WASHINGTON, D.C. — The international part of the U.S. intermodal market will be “weak” for most of 2010 because U.S. consumer spending is still too slow to generate strong growth in imported containers, said a top official of Norfolk Southern Railway.

James Squires, the carrier’s chief financial officer, told a BB&T Capital Markets conference Feb. 10 that of the major freight traffic segments for NS “we have only one market that we expect to continue to be down this year, and that’s international intermodal.”

The NS track network sprawls across the Southeast and mid-Atlantic region, and reaches into the Northeast, Midwest and Mississippi valley.
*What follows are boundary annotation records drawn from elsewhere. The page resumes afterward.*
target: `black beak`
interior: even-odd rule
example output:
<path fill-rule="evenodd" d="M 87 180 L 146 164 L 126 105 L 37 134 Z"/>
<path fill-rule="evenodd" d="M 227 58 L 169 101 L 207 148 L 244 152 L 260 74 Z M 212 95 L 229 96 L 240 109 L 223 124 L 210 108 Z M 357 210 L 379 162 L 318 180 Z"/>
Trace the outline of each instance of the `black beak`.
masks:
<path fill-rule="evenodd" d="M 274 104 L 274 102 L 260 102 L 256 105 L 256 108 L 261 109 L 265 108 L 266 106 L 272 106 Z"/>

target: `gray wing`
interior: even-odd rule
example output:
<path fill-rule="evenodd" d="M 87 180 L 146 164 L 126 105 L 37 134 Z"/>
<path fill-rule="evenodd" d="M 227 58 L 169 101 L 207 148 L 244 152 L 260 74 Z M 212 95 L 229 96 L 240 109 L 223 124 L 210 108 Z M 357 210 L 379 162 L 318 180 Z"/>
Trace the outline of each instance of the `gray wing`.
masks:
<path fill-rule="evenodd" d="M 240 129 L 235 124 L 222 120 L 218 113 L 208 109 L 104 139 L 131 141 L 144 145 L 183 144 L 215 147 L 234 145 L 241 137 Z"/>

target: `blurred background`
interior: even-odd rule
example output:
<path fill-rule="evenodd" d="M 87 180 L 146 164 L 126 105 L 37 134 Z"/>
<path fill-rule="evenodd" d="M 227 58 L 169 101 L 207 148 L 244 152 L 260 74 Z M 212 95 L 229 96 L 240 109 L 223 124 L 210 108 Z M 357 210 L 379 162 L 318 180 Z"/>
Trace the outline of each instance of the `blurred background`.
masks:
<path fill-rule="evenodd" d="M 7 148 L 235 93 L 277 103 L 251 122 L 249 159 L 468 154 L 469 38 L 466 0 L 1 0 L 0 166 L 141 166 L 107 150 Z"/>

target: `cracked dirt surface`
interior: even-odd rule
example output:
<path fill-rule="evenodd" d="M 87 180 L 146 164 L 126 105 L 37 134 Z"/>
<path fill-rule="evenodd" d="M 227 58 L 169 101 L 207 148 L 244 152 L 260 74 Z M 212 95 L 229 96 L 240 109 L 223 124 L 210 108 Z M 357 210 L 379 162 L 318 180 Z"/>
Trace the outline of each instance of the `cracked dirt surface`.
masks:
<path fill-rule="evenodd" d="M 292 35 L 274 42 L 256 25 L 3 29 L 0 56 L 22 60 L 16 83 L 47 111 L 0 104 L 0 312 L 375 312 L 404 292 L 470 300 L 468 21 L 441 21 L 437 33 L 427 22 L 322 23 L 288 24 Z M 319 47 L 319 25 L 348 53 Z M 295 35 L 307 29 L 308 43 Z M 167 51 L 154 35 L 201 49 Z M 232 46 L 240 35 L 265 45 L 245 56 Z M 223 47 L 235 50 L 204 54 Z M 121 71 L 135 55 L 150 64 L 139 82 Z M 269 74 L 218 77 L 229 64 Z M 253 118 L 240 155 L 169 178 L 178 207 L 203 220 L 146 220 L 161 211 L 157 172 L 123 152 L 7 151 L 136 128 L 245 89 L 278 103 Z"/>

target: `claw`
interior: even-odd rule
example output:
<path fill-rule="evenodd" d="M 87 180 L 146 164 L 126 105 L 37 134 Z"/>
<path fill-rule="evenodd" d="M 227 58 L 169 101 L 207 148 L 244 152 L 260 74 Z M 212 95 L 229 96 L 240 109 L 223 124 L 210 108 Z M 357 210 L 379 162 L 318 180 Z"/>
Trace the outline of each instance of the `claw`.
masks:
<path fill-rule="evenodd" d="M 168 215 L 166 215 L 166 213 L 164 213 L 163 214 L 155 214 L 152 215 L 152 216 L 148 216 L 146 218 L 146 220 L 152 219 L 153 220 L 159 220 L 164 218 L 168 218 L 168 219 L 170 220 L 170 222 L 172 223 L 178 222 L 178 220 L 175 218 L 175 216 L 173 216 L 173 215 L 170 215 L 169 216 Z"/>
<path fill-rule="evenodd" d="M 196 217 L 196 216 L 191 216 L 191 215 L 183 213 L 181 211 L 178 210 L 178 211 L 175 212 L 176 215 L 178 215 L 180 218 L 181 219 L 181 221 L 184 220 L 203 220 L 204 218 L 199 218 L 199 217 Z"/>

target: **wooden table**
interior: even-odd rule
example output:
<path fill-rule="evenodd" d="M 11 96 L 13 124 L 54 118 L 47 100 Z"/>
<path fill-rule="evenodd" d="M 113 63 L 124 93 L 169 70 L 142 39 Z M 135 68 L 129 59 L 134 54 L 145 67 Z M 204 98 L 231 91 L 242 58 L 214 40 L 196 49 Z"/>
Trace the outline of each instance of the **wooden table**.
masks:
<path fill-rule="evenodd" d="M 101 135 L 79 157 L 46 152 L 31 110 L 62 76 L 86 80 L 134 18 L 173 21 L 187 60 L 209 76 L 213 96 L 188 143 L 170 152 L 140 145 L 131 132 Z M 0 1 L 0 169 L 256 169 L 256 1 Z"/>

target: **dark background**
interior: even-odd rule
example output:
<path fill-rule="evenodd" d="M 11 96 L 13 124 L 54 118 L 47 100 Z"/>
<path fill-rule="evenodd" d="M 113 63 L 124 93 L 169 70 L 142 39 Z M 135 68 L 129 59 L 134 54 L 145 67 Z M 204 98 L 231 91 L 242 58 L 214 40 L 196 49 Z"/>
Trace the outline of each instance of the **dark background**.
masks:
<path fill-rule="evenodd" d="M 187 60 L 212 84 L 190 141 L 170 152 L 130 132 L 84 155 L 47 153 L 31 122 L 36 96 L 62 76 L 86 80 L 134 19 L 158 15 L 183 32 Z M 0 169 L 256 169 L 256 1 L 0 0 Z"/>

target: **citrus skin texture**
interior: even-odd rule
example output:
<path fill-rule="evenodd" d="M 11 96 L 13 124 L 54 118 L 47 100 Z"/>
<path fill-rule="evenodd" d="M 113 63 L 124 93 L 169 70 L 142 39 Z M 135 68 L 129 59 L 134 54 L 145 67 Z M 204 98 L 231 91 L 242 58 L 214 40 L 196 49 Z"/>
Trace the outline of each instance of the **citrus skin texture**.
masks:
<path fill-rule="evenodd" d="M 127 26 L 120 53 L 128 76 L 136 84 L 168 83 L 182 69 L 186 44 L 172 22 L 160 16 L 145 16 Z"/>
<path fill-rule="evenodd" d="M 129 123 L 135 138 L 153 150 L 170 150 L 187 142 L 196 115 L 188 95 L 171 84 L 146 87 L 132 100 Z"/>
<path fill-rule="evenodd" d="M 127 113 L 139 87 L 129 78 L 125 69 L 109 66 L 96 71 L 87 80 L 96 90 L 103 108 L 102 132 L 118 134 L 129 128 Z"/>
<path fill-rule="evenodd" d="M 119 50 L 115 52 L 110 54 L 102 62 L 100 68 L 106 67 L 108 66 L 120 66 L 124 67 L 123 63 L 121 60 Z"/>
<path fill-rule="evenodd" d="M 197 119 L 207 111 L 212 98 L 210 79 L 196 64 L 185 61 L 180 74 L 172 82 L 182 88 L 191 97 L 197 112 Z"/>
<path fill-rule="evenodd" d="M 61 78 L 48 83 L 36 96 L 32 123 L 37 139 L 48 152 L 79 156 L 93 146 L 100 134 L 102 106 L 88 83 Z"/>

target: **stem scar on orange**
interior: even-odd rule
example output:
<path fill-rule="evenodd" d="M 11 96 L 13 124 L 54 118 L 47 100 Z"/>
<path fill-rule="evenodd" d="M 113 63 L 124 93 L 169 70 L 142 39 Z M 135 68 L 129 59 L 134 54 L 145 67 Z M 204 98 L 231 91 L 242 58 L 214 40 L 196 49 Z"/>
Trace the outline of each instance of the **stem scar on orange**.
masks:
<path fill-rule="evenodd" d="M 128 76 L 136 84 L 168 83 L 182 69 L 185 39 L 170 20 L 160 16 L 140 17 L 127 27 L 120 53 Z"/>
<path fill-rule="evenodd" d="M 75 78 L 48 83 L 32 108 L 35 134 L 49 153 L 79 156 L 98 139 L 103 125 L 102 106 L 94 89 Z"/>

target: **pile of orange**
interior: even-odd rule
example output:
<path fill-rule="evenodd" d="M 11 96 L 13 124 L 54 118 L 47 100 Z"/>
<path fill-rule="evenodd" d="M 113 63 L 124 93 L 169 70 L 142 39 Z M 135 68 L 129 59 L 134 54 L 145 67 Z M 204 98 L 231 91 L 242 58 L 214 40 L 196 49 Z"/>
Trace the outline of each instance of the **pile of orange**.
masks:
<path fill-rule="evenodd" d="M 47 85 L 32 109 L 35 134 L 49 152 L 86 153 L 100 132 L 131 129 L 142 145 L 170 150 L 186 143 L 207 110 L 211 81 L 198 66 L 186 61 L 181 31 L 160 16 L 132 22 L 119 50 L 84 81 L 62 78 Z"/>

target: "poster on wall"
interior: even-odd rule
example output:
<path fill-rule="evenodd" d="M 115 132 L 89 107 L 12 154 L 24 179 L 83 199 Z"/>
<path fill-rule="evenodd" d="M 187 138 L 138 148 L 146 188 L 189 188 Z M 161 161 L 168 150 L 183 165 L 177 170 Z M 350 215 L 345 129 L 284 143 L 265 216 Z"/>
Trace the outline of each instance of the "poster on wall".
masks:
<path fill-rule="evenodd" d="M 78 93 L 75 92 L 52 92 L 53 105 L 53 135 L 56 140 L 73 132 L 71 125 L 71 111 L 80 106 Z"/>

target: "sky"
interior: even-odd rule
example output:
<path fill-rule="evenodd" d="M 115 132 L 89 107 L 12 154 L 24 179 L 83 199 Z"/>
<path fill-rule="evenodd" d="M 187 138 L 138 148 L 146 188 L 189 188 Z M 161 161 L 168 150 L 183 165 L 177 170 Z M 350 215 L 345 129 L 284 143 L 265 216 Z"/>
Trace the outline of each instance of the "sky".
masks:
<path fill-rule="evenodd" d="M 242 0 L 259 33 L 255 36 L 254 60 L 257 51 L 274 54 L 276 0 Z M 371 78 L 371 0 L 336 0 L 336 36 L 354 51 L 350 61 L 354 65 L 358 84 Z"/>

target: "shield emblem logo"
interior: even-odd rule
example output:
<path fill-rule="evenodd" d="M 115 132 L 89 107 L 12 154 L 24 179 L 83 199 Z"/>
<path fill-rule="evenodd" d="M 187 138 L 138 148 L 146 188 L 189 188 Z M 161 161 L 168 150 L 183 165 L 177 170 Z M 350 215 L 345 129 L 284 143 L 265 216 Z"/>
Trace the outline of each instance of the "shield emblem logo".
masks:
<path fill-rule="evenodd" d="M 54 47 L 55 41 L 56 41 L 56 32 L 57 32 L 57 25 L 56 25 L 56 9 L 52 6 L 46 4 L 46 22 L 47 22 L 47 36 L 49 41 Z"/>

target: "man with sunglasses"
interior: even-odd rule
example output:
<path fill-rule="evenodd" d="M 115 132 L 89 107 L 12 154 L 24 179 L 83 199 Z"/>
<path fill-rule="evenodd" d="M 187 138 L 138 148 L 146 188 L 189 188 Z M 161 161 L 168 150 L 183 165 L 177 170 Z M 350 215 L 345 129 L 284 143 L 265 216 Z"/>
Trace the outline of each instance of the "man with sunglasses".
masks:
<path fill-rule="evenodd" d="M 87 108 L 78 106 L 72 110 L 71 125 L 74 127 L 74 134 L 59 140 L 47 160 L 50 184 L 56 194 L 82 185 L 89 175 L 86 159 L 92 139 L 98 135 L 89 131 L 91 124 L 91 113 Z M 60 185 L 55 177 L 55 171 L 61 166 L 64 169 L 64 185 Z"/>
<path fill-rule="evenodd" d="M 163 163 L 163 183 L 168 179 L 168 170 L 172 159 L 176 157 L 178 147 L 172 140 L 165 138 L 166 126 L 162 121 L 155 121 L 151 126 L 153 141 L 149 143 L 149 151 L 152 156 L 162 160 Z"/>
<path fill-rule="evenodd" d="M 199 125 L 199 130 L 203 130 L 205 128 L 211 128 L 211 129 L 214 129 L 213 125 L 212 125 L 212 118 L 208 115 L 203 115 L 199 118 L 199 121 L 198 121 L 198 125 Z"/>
NS moves international box loads from the Atlantic coast into the Midwest, and takes handoff box traffic from western railroads to consumer centers in its eastern territory.

Squires said domestic intermodal loadings for NS grew five percent in the fourth quarter, and should keep growing solidly in 2010 by drawing container and trailer loads away from all-truck highway moves.

But he said the import-heavy international box traffic “is a market driven by the consumer and global trade patterns,” and “the international intermodal volumes are projected to be weak this year, as a result of continued weak consumer spending.”

NS’ volume in that international sector fell 30 percent for all of 2009 and 22 percent in the final quarter, said Squires. Now, “in our view it will take most of 2010 for this market to show any appreciable recovery.”